Особенно тяготило и угнетало меня это одиночество в первый год по смерти жены, которой я лишился так внезапно и ужасно, спустя несколько месяцев после брака. Любовь к ней была последняя улыбка моей молодости, и потому я дорожил воспоминанием о ней, как незаменимой святыней, которая была для меня выше всех действительных радостей жизни, ожидающих впереди. Мы думаем, что, приближая к себе могилу любимого человека, все еще как- будто соприкасаемся с ним, забывая, что то, что в нем любили, давно не существует, а прах ужаснул бы нас и внушил бы отвращение через несколько дней после смерти. Но, по счастью, любовь и привычка сильнее всяких реальных соображений. Они заставили меня воздвигнуть склеп в виде небольшой часовни, где постоянно горела лампада, освещая дорогую могилу, так как в узкие, забитые железными решетками окна едва проникал туда свет. В эту часовню вела массивная железная дверь, от которой ключ был у сторожа, не дававшего погаснуть лампаде, и у меня. Когда угодно я мог приходить в этот склеп и проводил там по несколько часов, никем не видимый, никем не замечаемый, наедине с моими воспоминаниями, которые здесь приобретали особую остроту и ясность, едва не доходившую до галлюцинаций.

Кроме этой могилы, другим памятником жены служил мне ее портрет, написанный мною, когда она была еще невестой моей.

Если любовь когда-нибудь возбуждала творчество, так это особенно ярко отразилось на моей работе. Портрет моей жены — лучшее из всего, что я когда бы то ни было написал, и вы помните, какой успех этот портрет имел на выставке: он положил начало моей известности и, больше того, заставил меня самого поверить в свои силы.

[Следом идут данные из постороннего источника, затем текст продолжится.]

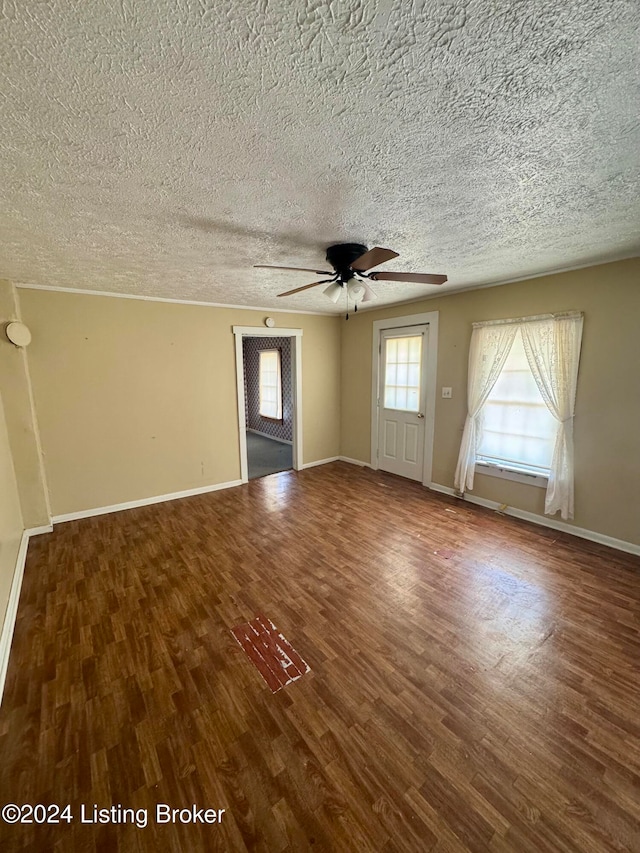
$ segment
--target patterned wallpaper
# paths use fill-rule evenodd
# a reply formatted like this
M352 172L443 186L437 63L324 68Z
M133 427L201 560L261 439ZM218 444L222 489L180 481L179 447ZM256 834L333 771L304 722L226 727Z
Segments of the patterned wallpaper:
M247 429L293 441L291 338L243 338L244 404ZM260 350L279 349L282 364L282 421L260 417Z

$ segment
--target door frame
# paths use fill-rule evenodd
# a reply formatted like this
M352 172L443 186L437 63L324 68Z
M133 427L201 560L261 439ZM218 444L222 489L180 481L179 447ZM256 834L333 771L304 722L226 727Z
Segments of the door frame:
M422 485L431 486L433 469L433 437L436 415L436 381L438 378L438 317L439 311L423 314L409 314L404 317L389 317L386 320L374 320L371 353L371 467L378 470L378 414L380 393L380 352L381 332L398 329L402 326L428 326L427 329L427 370L425 374L426 411L424 415L424 455L422 459Z
M264 326L233 326L236 343L236 389L238 395L238 441L240 480L249 482L247 462L246 408L244 403L243 338L291 338L291 391L293 404L293 468L302 469L302 329L268 329Z

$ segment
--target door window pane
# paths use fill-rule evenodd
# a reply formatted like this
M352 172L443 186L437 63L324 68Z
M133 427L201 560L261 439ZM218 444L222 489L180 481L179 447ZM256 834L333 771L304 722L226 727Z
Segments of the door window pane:
M420 410L422 335L385 338L384 408Z

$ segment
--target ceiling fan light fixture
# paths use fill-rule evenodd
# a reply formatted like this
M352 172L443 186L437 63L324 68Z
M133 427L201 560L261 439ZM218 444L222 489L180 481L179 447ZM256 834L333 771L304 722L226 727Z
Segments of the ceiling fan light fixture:
M364 281L362 282L362 285L364 287L364 296L362 297L362 301L373 302L373 300L377 298L376 294L371 290L368 284L365 284Z
M337 281L332 281L329 287L325 287L322 291L325 296L328 296L332 302L337 302L342 294L342 285Z
M364 300L364 297L367 295L366 286L363 281L351 281L347 289L349 296L354 302L360 302L361 299Z

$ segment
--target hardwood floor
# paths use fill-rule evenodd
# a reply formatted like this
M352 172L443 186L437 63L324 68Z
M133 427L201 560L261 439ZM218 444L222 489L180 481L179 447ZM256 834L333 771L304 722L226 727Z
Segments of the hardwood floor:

Этот портрет всегда был предо мною, и, глядя на него, я до того забывался иногда, что разговаривал с ним, как с живым существом, и мне казалось, что голубые глаза с полотна ласково и нежно глядели на меня, а розовые губы улыбались своею кроткой и милой улыбкой, которая свойственна только людям, осужденным к преждевременной могиле.

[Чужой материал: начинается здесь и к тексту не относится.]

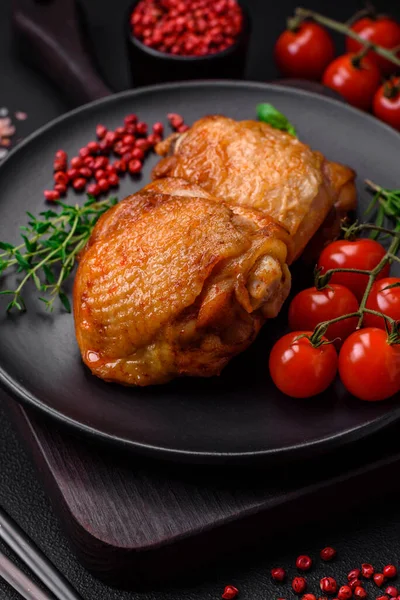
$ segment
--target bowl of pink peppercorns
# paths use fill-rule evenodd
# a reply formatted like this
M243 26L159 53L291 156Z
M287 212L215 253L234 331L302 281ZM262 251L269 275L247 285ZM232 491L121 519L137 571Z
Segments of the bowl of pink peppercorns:
M238 0L138 0L128 24L135 86L243 77L250 28Z

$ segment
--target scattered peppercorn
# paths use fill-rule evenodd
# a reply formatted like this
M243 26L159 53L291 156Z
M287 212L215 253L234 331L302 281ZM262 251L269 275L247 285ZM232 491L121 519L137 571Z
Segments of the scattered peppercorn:
M352 579L360 579L360 576L361 576L361 569L353 569L347 575L347 581L351 581Z
M286 571L282 567L276 567L275 569L271 569L271 577L274 581L285 581Z
M386 577L383 573L375 573L373 579L378 587L381 587L386 581Z
M373 574L375 573L375 569L369 563L364 563L361 565L361 574L365 579L372 579Z
M323 577L319 582L320 588L326 594L335 594L337 590L337 583L333 577Z
M353 595L352 589L349 585L342 585L338 591L338 600L349 600Z
M388 585L385 590L385 594L388 594L389 596L391 596L391 598L397 598L397 596L399 595L399 591L394 585Z
M60 199L60 194L57 190L44 190L44 197L48 202L55 202Z
M336 556L336 550L335 548L332 548L331 546L327 546L326 548L323 548L320 552L320 557L322 558L322 560L328 561L328 560L333 560Z
M184 124L183 118L176 116L179 125ZM140 173L146 153L161 141L164 126L157 121L149 136L148 130L147 123L139 121L137 115L129 114L124 118L124 126L114 131L99 123L96 126L99 141L89 141L79 149L78 156L69 161L65 150L57 150L53 164L54 189L44 192L45 199L50 202L59 200L69 186L76 191L83 191L87 186L89 194L98 196L110 187L118 187L120 176L125 173ZM116 155L114 161L111 153Z
M307 581L304 577L295 577L292 581L292 589L295 594L302 594L306 591Z
M364 584L360 579L351 579L349 581L349 586L352 590L355 590L356 587L362 587Z
M366 598L368 596L367 592L364 590L363 587L358 586L356 587L356 589L354 590L354 596L356 598Z
M383 567L382 573L388 579L393 579L397 575L397 569L394 565L386 565L386 567Z
M234 585L225 586L224 592L222 594L222 598L224 600L232 600L232 598L236 598L239 594L239 590Z
M301 600L317 600L317 597L314 594L304 594Z
M309 571L312 567L312 559L305 554L298 556L296 560L296 567L299 569L299 571Z

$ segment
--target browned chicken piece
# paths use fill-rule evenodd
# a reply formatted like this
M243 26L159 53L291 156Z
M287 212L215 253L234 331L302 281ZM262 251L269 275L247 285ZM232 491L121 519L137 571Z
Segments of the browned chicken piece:
M126 385L220 373L279 312L291 239L270 217L179 179L110 209L80 257L78 344L93 374Z
M293 258L333 206L355 207L354 171L259 121L205 117L157 152L165 158L153 178L182 177L224 202L263 211L293 236Z

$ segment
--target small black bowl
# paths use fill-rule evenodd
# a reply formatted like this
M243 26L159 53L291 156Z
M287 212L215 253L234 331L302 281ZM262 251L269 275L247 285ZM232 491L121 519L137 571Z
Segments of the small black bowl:
M206 56L177 56L149 48L132 34L129 21L138 1L131 6L127 19L128 52L134 87L189 79L243 78L250 38L250 19L242 4L239 3L243 11L243 28L232 46Z

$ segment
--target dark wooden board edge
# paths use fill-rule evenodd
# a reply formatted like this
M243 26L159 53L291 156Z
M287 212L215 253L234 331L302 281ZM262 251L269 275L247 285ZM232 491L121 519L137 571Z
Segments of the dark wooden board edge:
M95 577L117 587L154 588L166 580L179 578L182 581L185 573L190 573L190 579L193 579L206 564L215 564L217 560L231 561L238 550L243 552L264 546L278 533L289 532L307 523L322 523L327 513L351 511L365 504L366 499L373 502L399 487L393 477L395 468L400 467L400 453L396 453L349 469L341 476L305 486L284 498L268 500L256 509L242 510L234 518L222 519L218 526L196 535L186 534L173 544L165 540L151 549L118 548L96 537L96 532L73 514L54 477L43 439L44 430L25 408L12 400L8 405L73 551ZM379 485L371 485L375 478L386 482L384 492ZM136 507L136 510L140 508ZM146 514L143 513L141 518L145 519Z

Но зато, когда я приходил в себя от этого минутного забвения, горечь и тоска одиночества охватывали еще сильнее. Я уходил в склеп, но и там ждало меня то же настроение, и в отчаянии я готов был разбить себе голову о каменную плиту. Жизнь теряла для меня всякую цену, искусство — всякое значение и привлекательность, точно от всего этого отлетела живая душа.

Мои знакомые и приятели пробовали меня развлекать, чтобы как-нибудь вывести из этого безнадежного состояния, но все их усилия не приводили ни к чему: я считал чуть ли не оскорблением ее памяти всякие развлечения и гнал улыбку с лица, если она нехотя появлялась на нем.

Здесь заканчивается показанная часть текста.